ANZAC Day at Gallipoli
A couple of days after the landing on the 25th April 1915 the weather turned bitterly cold for the Anzacs dug in at Gallipoli. Having been blessed with the weather so far, the battlefield tour received a good dose of what it would have been like for the diggers in 1915.
Most of us on the tour agree that we have just spent the coldest night of our lives camped out for the Dawn Service! We left the hotel at 12 am in order to arrive at Anzac Cove ahead of the pack and reserve some seats for the service which was to start at 4:30 am.
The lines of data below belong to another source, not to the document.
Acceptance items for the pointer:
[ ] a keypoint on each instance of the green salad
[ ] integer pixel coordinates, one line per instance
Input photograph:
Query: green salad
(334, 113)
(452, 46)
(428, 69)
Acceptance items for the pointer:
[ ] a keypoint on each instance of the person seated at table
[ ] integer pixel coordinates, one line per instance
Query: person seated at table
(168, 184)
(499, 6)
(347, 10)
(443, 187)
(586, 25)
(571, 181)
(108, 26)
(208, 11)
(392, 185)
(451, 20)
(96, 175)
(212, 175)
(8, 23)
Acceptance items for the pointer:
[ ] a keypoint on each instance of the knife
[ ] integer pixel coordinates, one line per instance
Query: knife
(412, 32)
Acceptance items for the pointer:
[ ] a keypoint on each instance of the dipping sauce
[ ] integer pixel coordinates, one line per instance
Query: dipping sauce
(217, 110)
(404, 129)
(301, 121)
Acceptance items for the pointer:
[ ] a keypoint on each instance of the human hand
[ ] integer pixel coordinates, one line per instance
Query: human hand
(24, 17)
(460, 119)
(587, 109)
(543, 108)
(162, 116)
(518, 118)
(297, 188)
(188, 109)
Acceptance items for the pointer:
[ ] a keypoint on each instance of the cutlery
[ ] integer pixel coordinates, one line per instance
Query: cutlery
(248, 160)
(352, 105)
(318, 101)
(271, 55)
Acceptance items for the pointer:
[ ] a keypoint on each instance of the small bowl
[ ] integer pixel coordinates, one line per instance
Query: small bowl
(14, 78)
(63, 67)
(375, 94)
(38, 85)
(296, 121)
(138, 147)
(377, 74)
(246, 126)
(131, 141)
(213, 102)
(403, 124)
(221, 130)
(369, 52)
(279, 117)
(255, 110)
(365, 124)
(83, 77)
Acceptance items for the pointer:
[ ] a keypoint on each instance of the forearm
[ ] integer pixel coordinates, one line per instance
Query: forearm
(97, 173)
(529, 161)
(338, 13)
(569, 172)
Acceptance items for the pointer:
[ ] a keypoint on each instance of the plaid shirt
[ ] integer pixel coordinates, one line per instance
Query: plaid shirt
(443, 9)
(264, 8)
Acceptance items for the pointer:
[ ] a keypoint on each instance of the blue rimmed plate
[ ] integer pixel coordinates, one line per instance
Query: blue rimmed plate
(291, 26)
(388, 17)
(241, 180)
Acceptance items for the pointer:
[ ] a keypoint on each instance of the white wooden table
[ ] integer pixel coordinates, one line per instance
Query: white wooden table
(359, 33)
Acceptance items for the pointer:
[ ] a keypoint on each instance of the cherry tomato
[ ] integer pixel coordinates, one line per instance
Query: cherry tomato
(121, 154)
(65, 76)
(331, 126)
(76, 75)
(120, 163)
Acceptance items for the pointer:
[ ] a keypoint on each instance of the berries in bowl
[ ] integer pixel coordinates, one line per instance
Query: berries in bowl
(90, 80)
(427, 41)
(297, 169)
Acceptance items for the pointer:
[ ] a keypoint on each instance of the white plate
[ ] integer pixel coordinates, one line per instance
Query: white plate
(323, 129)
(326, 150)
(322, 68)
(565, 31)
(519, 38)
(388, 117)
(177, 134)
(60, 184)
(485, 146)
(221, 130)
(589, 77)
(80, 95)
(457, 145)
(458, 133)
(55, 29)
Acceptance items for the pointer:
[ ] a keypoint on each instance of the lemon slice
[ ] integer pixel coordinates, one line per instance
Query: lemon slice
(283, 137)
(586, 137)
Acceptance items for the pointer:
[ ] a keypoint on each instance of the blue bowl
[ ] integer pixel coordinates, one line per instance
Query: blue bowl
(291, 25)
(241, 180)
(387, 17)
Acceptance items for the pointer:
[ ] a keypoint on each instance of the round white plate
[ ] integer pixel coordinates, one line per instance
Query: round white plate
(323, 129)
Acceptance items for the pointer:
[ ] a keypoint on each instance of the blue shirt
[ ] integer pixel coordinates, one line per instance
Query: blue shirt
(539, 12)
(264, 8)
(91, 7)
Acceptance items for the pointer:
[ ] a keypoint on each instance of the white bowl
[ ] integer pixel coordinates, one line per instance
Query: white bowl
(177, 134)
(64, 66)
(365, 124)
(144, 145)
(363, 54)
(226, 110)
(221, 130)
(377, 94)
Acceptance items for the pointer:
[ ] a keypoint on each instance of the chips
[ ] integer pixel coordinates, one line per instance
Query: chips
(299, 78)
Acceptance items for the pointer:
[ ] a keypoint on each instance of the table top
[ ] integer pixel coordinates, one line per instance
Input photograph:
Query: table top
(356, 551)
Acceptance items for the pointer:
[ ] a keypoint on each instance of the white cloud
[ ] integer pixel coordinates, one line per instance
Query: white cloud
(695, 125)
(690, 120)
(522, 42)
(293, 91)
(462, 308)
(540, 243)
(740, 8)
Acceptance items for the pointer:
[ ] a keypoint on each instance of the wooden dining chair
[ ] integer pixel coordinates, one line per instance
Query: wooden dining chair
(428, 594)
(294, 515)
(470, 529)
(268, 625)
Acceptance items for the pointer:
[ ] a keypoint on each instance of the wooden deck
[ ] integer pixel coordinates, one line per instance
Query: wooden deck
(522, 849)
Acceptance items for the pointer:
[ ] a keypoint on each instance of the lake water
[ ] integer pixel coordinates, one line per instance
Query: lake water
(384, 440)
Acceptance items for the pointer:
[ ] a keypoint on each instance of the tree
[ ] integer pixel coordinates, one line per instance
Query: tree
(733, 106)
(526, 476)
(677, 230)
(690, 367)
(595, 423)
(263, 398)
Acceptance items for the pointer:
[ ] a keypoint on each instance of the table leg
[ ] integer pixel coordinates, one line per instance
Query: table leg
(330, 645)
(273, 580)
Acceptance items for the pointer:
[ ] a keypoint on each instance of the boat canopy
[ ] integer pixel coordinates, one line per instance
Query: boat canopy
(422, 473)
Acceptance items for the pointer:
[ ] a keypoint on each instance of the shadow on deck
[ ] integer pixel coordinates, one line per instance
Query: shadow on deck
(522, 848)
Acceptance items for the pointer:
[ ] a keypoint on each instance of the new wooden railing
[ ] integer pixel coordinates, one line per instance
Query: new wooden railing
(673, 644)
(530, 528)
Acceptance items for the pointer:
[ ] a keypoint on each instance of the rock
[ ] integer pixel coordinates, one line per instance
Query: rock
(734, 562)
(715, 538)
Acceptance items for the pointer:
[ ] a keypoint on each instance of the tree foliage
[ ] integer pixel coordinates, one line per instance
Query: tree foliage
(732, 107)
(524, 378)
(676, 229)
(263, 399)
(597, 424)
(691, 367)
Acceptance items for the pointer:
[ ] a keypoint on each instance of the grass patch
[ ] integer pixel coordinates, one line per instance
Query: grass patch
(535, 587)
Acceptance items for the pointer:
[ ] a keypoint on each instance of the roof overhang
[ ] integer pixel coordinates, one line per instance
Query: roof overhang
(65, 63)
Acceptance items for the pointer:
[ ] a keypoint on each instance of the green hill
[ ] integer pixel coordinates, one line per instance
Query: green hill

As the temperature at Anzac Cove was forecast to fall to -3 degrees we dressed like "Michelin men". When we arrived we realised that the pack were already there ahead of us and it was a struggle to get seats. Although in the end we all managed to find seating amongst the 12,000 strong crowd. Several of us managed to squeeze in with the large contingent who had been camping out on the grounds for several hours ahead of us. Those who did this all agreed that they had made the right choice as there is warmth in numbers.
The Gallipoli Dawn Service was very beautiful and deeply moving. We watched the sun light up Anzac Cove and the Sphinx behind us as we commemorated the thousands who lost their lives on both sides in the Gallipoli campaign and all soldiers who have died in subsequent wars.
Following the Dawn Service we walked for about a kilometre up Artillery Road to Lone Pine for the Australian service.